Evaluated via inspect_evals/ifeval on all 541 samples with a plain ChatML chat template (greedy decoding, max_new_tokens=512):

Table with columns: Metric, Base, This LoRA, Δ
Metric	Base	This LoRA	Δ
`prompt_strict_acc`	0.390	0.440	+5.0 pp
`prompt_loose_acc`	0.403	0.464	+6.1 pp
`inst_strict_acc`	0.513	0.561	+4.8 pp

Stderr ≈ 0.02.

Usage

Install

bash
pip install -U transformers peft accelerate huggingface_hub torch
# Optional but ~5x faster on Qwen3.5's hybrid linear+full attention:
pip install flash-linear-attention causal-conv1d

Requires transformers >= 4.57 (for the Qwen3_5 model code).

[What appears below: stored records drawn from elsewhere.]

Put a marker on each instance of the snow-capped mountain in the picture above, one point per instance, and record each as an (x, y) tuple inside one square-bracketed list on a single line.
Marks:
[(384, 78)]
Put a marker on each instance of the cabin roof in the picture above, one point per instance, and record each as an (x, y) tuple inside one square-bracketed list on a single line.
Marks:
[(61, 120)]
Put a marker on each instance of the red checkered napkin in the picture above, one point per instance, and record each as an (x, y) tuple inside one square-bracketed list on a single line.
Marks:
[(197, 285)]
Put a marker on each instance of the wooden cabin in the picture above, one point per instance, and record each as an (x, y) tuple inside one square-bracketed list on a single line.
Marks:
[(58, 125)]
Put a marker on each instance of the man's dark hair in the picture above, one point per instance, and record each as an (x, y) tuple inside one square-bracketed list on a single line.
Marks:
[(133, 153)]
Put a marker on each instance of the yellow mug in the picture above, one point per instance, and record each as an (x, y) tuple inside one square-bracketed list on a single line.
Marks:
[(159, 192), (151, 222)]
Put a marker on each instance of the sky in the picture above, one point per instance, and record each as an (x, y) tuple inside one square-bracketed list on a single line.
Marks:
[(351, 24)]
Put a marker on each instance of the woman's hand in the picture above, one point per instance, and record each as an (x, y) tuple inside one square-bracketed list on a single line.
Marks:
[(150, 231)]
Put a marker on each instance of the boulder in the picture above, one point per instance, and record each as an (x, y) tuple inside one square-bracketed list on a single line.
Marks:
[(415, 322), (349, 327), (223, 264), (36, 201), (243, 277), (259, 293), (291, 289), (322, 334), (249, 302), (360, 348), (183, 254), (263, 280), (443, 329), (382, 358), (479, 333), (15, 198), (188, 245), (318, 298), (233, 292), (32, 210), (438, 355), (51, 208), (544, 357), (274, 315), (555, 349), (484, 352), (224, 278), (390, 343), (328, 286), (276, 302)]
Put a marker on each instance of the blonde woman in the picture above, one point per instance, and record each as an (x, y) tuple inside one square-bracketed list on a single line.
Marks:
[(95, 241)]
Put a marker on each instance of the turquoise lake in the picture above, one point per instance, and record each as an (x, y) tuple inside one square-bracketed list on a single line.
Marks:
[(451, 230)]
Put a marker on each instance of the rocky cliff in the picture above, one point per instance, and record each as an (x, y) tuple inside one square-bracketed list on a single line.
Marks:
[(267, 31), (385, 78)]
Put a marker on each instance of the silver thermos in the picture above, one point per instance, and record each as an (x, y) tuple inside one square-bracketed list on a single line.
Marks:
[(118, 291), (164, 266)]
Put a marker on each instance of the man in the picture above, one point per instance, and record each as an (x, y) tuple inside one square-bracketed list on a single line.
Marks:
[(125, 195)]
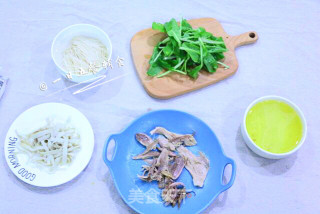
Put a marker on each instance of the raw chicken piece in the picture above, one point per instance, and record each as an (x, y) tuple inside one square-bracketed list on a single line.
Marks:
[(176, 139), (177, 167), (150, 154), (174, 194), (143, 139), (198, 166), (164, 143)]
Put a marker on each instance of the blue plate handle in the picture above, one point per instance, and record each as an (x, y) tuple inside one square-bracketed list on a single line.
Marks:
[(105, 150), (233, 174)]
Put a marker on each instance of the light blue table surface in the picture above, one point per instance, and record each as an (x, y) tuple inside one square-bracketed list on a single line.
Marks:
[(285, 61)]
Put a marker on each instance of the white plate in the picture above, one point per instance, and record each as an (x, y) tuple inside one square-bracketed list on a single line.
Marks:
[(34, 118)]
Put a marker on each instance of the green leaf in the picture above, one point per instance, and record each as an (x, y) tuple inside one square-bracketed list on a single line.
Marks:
[(173, 30), (154, 70), (210, 63), (158, 26), (193, 51), (194, 73), (185, 25), (154, 54), (185, 50), (168, 49)]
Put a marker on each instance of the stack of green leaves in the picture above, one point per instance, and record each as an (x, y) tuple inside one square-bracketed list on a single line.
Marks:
[(185, 50)]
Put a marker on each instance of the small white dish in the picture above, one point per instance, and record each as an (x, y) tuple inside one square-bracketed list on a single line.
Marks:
[(62, 40), (34, 118), (256, 148)]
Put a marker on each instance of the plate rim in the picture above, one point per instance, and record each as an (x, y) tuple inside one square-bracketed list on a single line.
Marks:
[(104, 156), (59, 183)]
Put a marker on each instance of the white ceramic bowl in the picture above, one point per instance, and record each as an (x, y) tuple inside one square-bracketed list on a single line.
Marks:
[(62, 40), (256, 148)]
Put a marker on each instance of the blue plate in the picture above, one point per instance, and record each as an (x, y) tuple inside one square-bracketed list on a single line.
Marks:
[(145, 197)]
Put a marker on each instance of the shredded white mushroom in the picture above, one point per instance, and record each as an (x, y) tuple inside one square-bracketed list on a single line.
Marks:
[(85, 55), (53, 145)]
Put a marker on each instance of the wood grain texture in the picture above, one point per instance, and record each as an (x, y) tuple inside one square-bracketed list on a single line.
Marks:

Authenticate (this repo is gated)

bash
hf auth login

(In older huggingface_hub versions the CLI is huggingface-cli login / huggingface-cli download — same arguments.)

Run

A self-contained example is in example.py in this repo. Either download and run it:

bash
hf download art-dsit/qwen3.5-4b-no-robots-lora example.py --local-dir .
python example.py

or inspect it on the Files tab for the full code.

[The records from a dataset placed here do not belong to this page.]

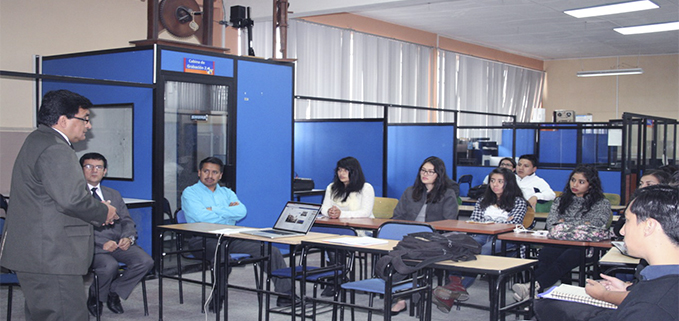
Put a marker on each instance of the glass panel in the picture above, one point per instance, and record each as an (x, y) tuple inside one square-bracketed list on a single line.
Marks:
[(195, 128)]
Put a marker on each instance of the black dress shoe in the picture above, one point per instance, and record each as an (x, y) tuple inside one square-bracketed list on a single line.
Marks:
[(284, 301), (113, 303), (92, 306)]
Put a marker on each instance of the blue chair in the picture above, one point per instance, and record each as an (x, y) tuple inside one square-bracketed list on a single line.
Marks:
[(375, 286), (465, 179), (238, 258), (324, 278), (7, 277)]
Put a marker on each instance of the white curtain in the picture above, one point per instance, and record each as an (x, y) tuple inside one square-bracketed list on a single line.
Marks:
[(344, 64)]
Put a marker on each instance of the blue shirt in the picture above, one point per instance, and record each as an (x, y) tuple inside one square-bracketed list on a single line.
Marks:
[(197, 198)]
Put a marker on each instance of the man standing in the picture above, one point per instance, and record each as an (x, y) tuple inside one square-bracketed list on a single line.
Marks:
[(49, 228), (207, 201), (113, 243)]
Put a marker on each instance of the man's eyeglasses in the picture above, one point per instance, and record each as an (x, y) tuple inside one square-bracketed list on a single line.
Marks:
[(426, 172), (83, 119)]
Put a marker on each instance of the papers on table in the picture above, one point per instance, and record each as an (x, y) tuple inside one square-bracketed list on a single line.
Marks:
[(357, 241), (227, 231), (567, 292)]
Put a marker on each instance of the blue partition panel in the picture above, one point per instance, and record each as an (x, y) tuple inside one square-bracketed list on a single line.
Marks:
[(264, 140), (126, 66), (525, 142), (320, 144), (408, 146), (558, 146), (133, 66)]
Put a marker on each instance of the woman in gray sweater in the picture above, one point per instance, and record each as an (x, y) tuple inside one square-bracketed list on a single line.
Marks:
[(581, 203)]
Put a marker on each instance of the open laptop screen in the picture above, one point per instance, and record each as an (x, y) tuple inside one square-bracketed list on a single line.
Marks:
[(297, 217)]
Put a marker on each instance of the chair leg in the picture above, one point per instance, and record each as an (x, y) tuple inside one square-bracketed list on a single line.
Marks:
[(9, 303), (143, 292), (96, 295)]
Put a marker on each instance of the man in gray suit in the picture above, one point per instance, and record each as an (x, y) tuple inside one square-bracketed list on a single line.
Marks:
[(113, 243), (48, 232)]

The example covers loading the base + adapter, the ChatML prompt format, multi-turn history, and decoding with stop-token trimming.

The tokenizer that ships with this adapter has a plain-ChatML chat_template (no <think> blocks), so tokenizer.apply_chat_template(messages, add_generation_prompt=True) produces exactly the format this adapter was trained on. The literal string format in example.py is equivalent — use whichever you prefer.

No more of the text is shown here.